Malagò est même allé jusqu'à déclarer que, dans le cas de Guardiola, des « exceptions » pourraient être faites sur le plan du budget afin de couvrir son salaire.
De son côté, le quotidien « La Gazzetta dello Sport » a rapporté ce jeudi que le technicien catalan a réclamé 20 millions d'euros par an pour diriger la sélection italienne, soit le double de la somme que la Fédération italienne de football serait, dit-on, prête à verser.

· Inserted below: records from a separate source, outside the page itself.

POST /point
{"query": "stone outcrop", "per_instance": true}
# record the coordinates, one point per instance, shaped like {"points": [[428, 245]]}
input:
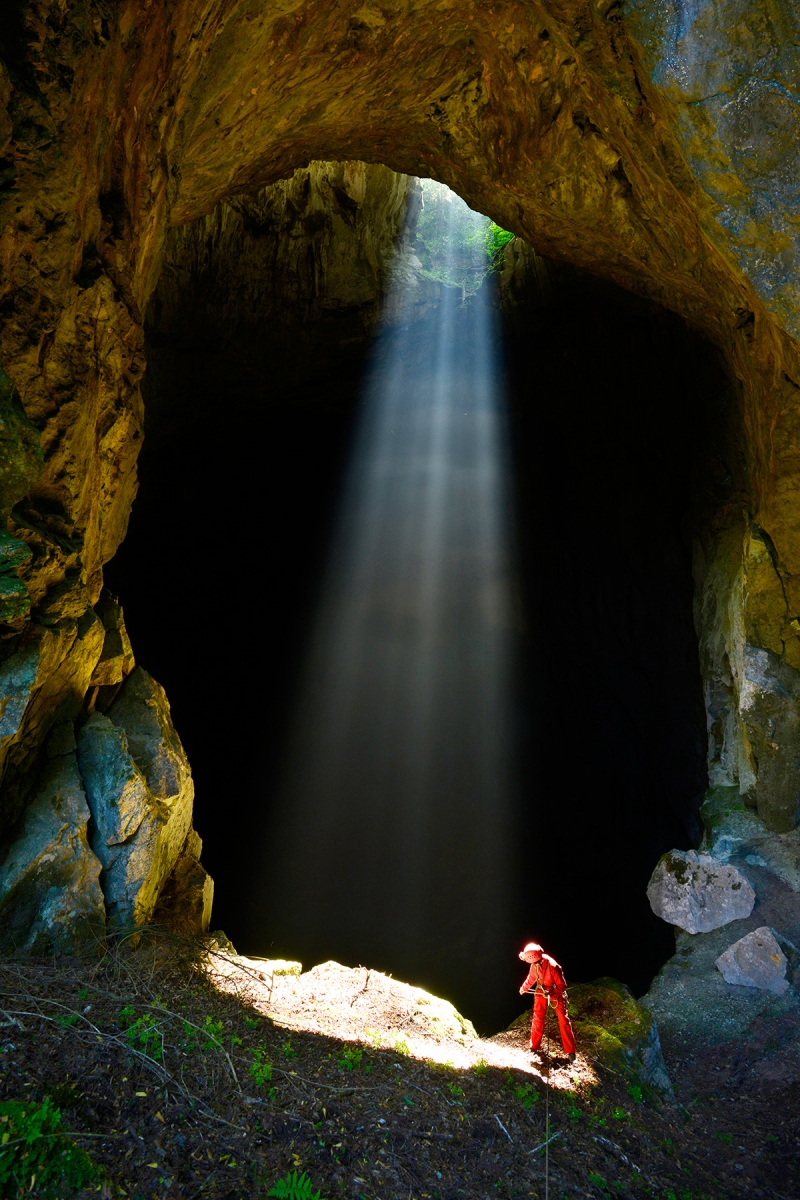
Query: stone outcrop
{"points": [[186, 899], [692, 1001], [50, 898], [612, 1026], [139, 790], [732, 828], [657, 153], [756, 960], [698, 893]]}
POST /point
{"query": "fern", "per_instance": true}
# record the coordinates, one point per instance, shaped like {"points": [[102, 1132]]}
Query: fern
{"points": [[294, 1187]]}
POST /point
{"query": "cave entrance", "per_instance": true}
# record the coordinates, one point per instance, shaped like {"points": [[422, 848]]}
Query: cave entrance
{"points": [[262, 346]]}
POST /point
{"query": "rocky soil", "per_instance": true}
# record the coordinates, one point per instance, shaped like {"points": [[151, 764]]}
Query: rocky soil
{"points": [[191, 1074]]}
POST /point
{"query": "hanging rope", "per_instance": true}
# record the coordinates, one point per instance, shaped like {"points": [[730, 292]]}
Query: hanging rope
{"points": [[547, 1102]]}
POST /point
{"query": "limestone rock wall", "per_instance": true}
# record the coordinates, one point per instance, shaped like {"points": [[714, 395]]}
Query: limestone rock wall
{"points": [[601, 133], [106, 820]]}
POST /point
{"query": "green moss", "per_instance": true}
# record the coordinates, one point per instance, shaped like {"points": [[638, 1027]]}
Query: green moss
{"points": [[612, 1027]]}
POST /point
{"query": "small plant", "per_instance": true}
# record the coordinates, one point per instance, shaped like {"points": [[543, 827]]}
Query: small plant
{"points": [[294, 1187], [527, 1095], [212, 1035], [144, 1030], [35, 1156], [350, 1057], [260, 1068]]}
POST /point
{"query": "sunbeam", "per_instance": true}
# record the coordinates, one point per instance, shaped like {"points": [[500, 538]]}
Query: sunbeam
{"points": [[391, 843]]}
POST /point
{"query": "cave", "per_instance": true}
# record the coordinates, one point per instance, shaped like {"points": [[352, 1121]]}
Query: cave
{"points": [[256, 383], [573, 715]]}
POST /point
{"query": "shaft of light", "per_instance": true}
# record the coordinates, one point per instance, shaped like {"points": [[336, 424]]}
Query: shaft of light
{"points": [[391, 839]]}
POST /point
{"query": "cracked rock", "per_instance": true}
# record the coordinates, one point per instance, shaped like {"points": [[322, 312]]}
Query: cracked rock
{"points": [[697, 893], [756, 961]]}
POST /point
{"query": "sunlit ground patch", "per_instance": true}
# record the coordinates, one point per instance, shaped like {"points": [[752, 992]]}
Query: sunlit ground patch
{"points": [[374, 1011]]}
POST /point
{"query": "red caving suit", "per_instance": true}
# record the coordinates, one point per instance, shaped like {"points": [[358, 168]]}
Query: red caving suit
{"points": [[546, 978]]}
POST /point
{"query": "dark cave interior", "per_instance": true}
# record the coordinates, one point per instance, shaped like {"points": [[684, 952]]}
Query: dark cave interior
{"points": [[613, 407]]}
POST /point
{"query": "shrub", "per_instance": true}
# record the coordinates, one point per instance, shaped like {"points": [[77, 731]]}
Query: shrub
{"points": [[35, 1156], [294, 1187]]}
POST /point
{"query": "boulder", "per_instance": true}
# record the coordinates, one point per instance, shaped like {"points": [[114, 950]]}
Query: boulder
{"points": [[698, 893], [140, 792], [756, 961], [50, 897]]}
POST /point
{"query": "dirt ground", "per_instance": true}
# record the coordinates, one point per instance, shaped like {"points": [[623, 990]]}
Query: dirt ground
{"points": [[205, 1077]]}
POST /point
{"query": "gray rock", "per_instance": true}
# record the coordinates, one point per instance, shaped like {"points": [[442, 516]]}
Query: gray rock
{"points": [[756, 961], [142, 711], [140, 798], [50, 897], [732, 828], [18, 678], [698, 893]]}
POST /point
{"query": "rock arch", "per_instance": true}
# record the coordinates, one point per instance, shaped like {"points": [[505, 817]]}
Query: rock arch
{"points": [[566, 123]]}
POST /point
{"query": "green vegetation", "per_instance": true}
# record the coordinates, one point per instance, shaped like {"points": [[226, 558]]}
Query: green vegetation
{"points": [[294, 1187], [350, 1059], [456, 246], [142, 1032], [35, 1157], [260, 1068]]}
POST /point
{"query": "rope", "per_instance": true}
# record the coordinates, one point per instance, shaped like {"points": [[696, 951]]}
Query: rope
{"points": [[547, 1103]]}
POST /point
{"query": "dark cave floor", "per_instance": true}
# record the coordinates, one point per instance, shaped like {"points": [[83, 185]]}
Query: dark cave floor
{"points": [[192, 1116]]}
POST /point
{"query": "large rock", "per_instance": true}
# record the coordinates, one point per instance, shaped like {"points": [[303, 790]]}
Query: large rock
{"points": [[140, 792], [756, 961], [50, 898], [733, 828], [186, 900], [612, 1026], [698, 893]]}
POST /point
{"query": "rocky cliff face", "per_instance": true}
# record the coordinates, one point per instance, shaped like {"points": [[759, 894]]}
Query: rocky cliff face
{"points": [[657, 154]]}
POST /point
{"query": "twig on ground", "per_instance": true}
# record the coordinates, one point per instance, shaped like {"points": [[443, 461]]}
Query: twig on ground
{"points": [[503, 1127], [536, 1149]]}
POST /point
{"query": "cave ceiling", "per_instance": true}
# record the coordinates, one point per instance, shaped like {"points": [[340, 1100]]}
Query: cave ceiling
{"points": [[651, 143]]}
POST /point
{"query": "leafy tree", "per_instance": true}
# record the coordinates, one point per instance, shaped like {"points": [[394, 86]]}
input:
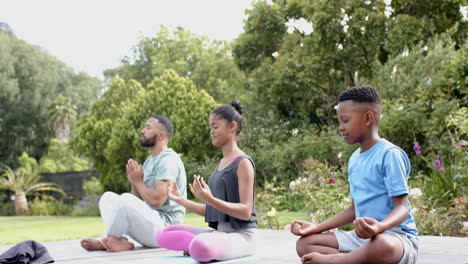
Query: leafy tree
{"points": [[29, 79], [61, 113], [298, 75], [60, 158], [24, 181], [110, 134], [208, 63]]}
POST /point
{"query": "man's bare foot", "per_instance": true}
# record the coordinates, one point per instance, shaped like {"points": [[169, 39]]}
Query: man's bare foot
{"points": [[114, 244], [316, 257], [91, 244]]}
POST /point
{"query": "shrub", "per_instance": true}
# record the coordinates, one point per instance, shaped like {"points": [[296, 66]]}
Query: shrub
{"points": [[432, 219], [48, 206]]}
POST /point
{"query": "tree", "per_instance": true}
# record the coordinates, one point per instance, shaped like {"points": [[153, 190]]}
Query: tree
{"points": [[208, 63], [61, 113], [110, 134], [298, 75], [24, 181], [60, 158], [29, 79]]}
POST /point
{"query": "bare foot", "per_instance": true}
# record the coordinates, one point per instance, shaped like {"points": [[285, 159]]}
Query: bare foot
{"points": [[91, 244], [316, 257], [114, 244]]}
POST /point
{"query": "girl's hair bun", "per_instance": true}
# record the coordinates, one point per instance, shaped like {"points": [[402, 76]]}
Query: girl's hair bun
{"points": [[236, 104]]}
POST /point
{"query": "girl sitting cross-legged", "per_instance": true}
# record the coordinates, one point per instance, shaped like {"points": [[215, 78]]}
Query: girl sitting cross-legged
{"points": [[229, 202]]}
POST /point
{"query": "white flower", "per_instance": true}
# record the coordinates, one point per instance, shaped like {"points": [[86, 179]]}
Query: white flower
{"points": [[415, 192]]}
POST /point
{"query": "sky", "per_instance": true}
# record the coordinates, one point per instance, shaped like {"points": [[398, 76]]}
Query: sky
{"points": [[94, 35]]}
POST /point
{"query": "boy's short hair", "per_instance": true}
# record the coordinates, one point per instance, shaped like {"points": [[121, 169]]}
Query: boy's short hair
{"points": [[361, 94]]}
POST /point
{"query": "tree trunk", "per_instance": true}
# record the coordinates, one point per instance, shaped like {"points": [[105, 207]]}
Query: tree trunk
{"points": [[62, 132], [21, 204]]}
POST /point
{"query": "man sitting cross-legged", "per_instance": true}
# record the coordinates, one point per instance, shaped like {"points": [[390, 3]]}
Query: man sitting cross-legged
{"points": [[147, 209]]}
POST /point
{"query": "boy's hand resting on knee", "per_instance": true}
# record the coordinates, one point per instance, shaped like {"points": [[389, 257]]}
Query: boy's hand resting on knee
{"points": [[303, 228], [366, 227]]}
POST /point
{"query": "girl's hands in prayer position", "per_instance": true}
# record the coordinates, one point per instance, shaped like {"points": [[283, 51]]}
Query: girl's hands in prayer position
{"points": [[200, 189]]}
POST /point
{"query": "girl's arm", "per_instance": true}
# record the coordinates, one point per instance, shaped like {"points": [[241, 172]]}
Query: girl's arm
{"points": [[241, 210], [174, 194]]}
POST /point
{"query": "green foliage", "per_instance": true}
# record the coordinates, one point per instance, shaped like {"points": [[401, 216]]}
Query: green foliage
{"points": [[92, 186], [298, 75], [89, 205], [48, 206], [109, 136], [29, 79], [436, 220], [60, 158], [281, 162], [321, 190], [207, 63]]}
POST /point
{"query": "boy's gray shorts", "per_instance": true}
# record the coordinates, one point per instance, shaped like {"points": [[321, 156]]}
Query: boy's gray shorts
{"points": [[348, 241]]}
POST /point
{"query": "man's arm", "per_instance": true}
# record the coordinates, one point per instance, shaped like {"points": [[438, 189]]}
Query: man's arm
{"points": [[154, 196], [135, 191]]}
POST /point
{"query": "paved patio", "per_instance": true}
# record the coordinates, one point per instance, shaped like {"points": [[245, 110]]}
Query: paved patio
{"points": [[275, 247]]}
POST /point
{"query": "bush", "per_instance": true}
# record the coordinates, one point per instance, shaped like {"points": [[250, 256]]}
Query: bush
{"points": [[432, 219], [88, 206], [321, 190], [48, 206], [60, 158]]}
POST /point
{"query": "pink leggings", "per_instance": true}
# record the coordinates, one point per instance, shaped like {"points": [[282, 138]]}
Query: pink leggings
{"points": [[205, 244]]}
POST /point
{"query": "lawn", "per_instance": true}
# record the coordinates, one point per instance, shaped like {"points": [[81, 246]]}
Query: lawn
{"points": [[14, 229]]}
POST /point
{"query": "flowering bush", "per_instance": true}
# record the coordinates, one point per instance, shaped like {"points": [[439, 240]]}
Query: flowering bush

Selon le journal italien, cette demande vise à mettre l'Italie dans l'impossibilité d'accepter, poussant ainsi au refus, Guardiola ayant précédemment laissé entendre qu'il préférait s'accorder une pause après 10 années passées à Manchester City, avant de se lancer dans un autre projet.
Le journal insiste sur le fait que Guardiola reste le candidat favori des directeurs sportifs en Italie, Paolo Maldini et Leonardo, mais pas à ce prix.
C'est de là que débute la recherche d'un nouvel entraîneur pour la Nazionale et, en dehors de Guardiola, Andrea Pirlo est le candidat le plus en vue, suivi de Roberto Mancini puis d'Antonio Conte.
Il convient de rappeler que la sélection italienne a échoué à se qualifier pour la Coupe du monde lors des 3 dernières éditions : 2018, 2022 et 2026, plongeant le football italien dans une crise sévère qui nécessite une solution radicale. C'est ainsi qu'est né le projet de faire appel à Guardiola afin de replacer les Italiens sur la carte mondiale.